Karşılaştığınız herhangi birine, olası bir düzen değişikliği içinde rol biçmek mesela. AVM’de pantolon satan, giysi katlayan, yanımızdan yerleri süpürerek geçen o insanda geleceğin insanını görmek, onu olanca zenginleşmiş haliyle görmek. Onu masada tartıştığınız yoldaşınız olarak hayal etmek. Nasıl parlayabileceğini hayal etmek.
Düzenin işkence ettiği bir binayı, binanın da fikrini alarak nasıl güzelleştirebileceğimiz, nasıl “kullanabileceğimiz” mesela.
Korkunç suçlar karşısında nasıl adaletli olunabileceğine, nasıl insan kalınabileceğine kafa yormak mesela. O insanın, içinizden gelen bütün itiraza karşın, nasıl yeniden insan olabileceğini düşünmek mesela.
O zaman dünyaya ve insana dair hiçbir şeye yabancı kalamazsınız. Sokaklarda kös kös yürümezsiniz.
Biz Olsak Ne Yapardık oyunu kesintisiz bir devrim egzersizidir.
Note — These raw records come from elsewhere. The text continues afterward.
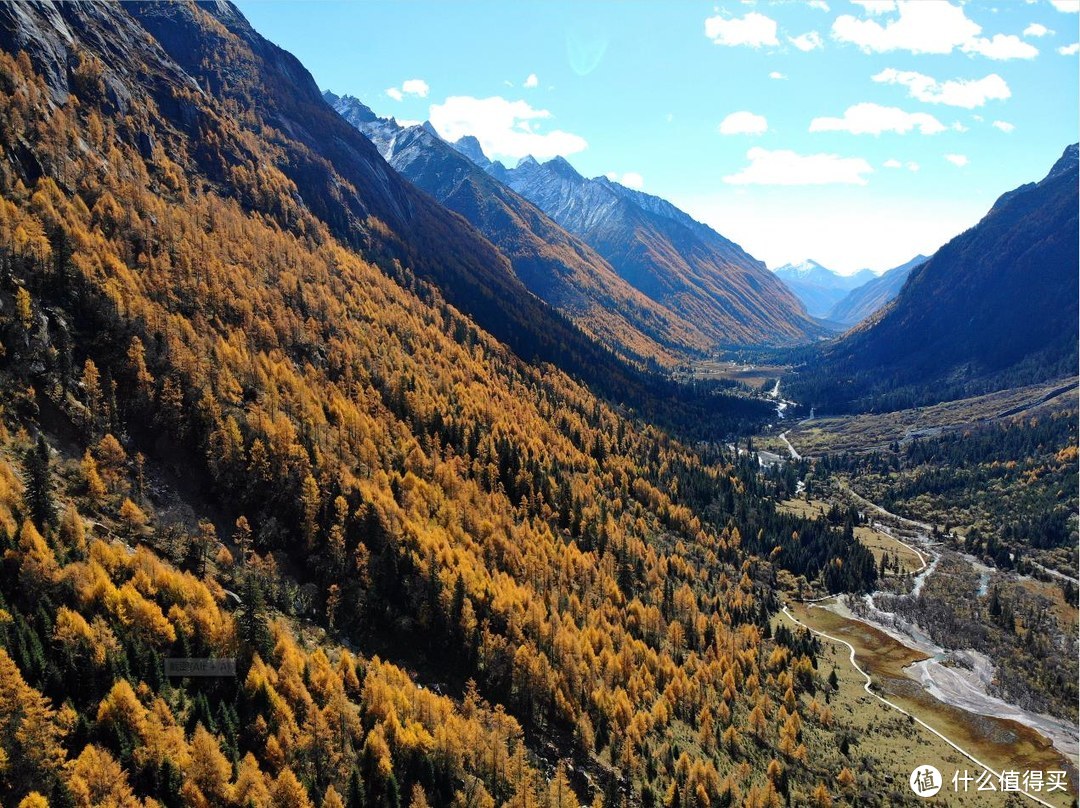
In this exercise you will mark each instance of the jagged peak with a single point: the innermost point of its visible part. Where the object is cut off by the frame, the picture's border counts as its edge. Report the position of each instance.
(1067, 162)
(562, 166)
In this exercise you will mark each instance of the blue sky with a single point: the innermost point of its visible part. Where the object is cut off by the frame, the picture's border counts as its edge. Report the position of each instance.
(856, 134)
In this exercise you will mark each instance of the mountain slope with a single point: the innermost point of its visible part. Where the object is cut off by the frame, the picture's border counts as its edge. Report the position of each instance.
(995, 307)
(552, 264)
(864, 300)
(660, 251)
(818, 287)
(194, 365)
(316, 160)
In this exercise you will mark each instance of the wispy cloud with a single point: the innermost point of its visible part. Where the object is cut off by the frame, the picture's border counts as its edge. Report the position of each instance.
(926, 27)
(873, 119)
(790, 167)
(753, 30)
(808, 41)
(966, 93)
(503, 128)
(415, 88)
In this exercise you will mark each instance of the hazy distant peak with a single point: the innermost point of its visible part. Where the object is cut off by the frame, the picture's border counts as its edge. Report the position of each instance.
(350, 108)
(470, 147)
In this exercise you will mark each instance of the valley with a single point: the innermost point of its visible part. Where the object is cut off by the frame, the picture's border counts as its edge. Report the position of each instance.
(928, 578)
(351, 459)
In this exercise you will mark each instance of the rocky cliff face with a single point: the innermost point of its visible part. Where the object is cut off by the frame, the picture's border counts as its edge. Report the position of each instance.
(994, 308)
(662, 252)
(554, 265)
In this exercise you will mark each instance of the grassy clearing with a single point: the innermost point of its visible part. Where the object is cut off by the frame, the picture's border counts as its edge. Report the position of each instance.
(866, 432)
(754, 376)
(1001, 744)
(877, 542)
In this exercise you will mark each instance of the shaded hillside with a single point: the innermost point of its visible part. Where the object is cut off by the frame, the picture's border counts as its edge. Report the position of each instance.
(864, 300)
(680, 264)
(279, 147)
(552, 264)
(819, 287)
(995, 307)
(204, 387)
Dünyanın her anına, hayatın her haline sürekli dikkat kesilmek, olan biten her şeyle ilgili kendini birinci derecede sorumlu ve yetkili hissetmektir.
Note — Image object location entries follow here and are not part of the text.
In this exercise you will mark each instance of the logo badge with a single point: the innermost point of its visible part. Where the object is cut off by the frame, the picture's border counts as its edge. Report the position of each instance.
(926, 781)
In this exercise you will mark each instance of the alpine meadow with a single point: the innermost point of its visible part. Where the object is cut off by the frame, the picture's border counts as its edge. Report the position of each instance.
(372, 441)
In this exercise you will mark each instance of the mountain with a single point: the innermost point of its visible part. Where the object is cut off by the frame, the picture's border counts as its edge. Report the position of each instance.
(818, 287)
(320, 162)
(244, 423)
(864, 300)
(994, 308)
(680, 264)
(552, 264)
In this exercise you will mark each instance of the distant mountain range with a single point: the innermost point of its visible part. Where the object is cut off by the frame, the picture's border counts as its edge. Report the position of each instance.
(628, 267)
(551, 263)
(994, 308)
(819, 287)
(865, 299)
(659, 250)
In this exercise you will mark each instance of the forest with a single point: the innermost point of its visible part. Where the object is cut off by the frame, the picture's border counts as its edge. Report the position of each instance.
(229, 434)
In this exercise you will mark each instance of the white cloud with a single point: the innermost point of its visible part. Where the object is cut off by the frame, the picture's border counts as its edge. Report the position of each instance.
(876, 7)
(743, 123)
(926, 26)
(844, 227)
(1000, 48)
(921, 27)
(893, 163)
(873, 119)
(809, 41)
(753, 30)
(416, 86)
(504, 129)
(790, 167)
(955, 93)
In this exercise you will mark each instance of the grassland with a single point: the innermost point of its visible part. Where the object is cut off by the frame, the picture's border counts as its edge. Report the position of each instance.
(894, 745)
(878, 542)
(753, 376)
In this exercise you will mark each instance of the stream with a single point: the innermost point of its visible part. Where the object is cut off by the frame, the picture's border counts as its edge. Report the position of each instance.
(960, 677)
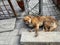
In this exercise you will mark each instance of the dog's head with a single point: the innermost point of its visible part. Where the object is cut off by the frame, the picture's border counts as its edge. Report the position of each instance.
(27, 19)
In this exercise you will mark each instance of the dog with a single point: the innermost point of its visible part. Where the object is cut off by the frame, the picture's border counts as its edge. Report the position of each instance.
(48, 22)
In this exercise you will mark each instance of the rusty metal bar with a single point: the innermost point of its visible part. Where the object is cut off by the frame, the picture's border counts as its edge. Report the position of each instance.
(2, 11)
(12, 8)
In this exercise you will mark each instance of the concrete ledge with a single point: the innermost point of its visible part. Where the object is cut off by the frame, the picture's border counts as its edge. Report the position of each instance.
(7, 24)
(43, 37)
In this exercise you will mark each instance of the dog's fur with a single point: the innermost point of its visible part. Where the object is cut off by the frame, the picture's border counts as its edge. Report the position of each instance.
(49, 22)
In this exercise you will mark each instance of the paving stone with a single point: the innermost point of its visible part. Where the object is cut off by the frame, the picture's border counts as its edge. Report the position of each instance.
(7, 24)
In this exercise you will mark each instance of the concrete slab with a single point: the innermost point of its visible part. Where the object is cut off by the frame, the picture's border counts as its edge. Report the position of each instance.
(7, 24)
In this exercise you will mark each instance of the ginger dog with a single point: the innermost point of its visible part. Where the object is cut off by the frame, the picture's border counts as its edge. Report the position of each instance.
(37, 21)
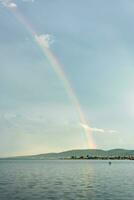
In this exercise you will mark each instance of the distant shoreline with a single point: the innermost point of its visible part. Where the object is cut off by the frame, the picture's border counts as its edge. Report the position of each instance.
(80, 154)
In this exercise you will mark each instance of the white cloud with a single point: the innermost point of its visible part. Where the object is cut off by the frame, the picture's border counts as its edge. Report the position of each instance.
(8, 3)
(85, 126)
(44, 40)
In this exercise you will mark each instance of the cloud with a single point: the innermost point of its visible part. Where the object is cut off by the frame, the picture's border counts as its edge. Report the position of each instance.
(8, 3)
(86, 127)
(44, 40)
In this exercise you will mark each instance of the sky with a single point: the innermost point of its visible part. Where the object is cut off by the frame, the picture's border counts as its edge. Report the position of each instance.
(93, 43)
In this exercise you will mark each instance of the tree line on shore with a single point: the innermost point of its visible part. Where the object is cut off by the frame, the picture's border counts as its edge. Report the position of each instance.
(103, 157)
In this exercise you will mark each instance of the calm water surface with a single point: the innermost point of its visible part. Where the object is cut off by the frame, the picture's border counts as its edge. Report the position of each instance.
(59, 180)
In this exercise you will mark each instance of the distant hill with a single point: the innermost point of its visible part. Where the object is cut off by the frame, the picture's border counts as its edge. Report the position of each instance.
(83, 153)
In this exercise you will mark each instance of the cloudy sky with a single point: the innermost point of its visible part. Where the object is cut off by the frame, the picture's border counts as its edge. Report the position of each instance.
(94, 44)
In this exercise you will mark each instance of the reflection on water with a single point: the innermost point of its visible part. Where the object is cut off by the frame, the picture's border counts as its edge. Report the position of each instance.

Ben bu oyunu yıllardır oynarım.
Çünkü gördüm, ücra köylerden tekstil fabrikalarına çalışmaya gelen genç kadınların sistemi bir bardak su içer gibi doğallıkla nasıl aşabildiklerini, onlardan nasıl öğrendiğimizi,
Tarlalarda tutulan nöbetleri, grevin birkaç gün içinde bambaşka varlıklara dönüştürdüğü işçileri, her evde, her işyerinde, her mahalle kahvesinde, her sokakta devrimin nasıl mayalanabildiğini,
Ocaktaki yemeğini bırakıp “Mahir, Hüseyin, Ulaş Kurtuluşa Kadar Savaş” diye bağırarak kucağında bebeğiyle panzerin önüne atlayan kadınları,
Metal işçilerinin dünyayı dolaşmak için üç kuruş paralarıyla boş vakitlerinde tekne yaptıklarını,
İnsanların çiçek gibi açtığını gördüm. Kitapların ekmek gibi elden ele dolaştığını.
Gözümün bebeğinde bu insanlık mirasıyla “Biz Olsak Ne Yapardık” oyununu keyifle oynarım yıllardır.